Mais la colère n’était pas seulement du côté du PNC, les syndicalistes affiliés à l’UGTA ne cachent pas leur colère contre leur secrétaire général “pourquoi a-t-il attendu jusqu’à jeudi pour se déplacer ? Pourquoi a-t-il ignoré les sections syndicales affiliées à l’UGTA et pourquoi est-il venu au secours d’un syndicat autonome ?” se demande Achour Beldjilali, du syndicat du fret.
Pour lui, “on a voulu casser Air Algérie” et il citera le cas du responsable de la Fédération des transports, maintenu, malgré son âge avancé (64 ans) par Sidi-Saïd et promu par Wahid Bouabdallah au rang de directeur central alors qu’il ne travaillait plus depuis des années. Tout en estimant qu’il est du droit du PNC de réclamer des augmentations de salaires, le syndicaliste affirme que les syndicats affiliés à l’UGTA avaient lancé un appel à la sagesse, en vue de préserver la compagnie et ont demandé la levée immédiate des sanctions qui pèsent sur les grévistes.
Il est vrai que la grève a énormément profité aux compagnies concurrentes, dont certaines ont réalisé ce qu’elles ne peuvent pas faire en deux ans d’activité ordinaire.

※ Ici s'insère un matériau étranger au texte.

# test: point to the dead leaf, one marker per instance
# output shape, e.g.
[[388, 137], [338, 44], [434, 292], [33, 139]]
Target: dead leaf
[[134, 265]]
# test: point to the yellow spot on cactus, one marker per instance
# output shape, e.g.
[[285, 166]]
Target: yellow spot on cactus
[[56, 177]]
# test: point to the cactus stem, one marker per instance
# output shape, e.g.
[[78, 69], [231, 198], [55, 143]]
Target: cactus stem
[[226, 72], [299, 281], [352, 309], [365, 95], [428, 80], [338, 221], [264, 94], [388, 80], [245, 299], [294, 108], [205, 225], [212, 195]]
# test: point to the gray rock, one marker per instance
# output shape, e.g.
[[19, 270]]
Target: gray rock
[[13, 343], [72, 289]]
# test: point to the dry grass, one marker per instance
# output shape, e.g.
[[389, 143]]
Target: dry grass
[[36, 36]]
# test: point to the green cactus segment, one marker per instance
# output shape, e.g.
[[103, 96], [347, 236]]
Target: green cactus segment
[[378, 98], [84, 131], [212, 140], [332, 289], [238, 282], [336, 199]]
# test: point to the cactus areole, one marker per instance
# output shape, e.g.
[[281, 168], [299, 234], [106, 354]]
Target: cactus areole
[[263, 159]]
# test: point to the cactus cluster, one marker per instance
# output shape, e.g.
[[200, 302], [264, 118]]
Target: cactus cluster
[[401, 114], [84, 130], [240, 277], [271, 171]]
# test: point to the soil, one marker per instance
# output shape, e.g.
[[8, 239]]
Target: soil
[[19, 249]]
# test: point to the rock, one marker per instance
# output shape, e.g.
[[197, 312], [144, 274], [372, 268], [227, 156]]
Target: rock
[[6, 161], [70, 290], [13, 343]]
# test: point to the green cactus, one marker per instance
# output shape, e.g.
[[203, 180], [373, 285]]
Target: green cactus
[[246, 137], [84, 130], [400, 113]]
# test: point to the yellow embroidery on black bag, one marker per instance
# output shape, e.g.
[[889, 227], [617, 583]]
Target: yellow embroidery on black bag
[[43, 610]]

Pour le syndicaliste, il existe une volonté de casser Air Algérie et des gens qui agissent en dehors de la compagnie au profit des concurrents,“qu’on arrête de gérer Air Algérie à partir du Club-des-Pins et des hauteurs d’Alger. Qu’on arrête de jouer avec l’avenir de la compagnie nationale au profit d’intérêts personnels”.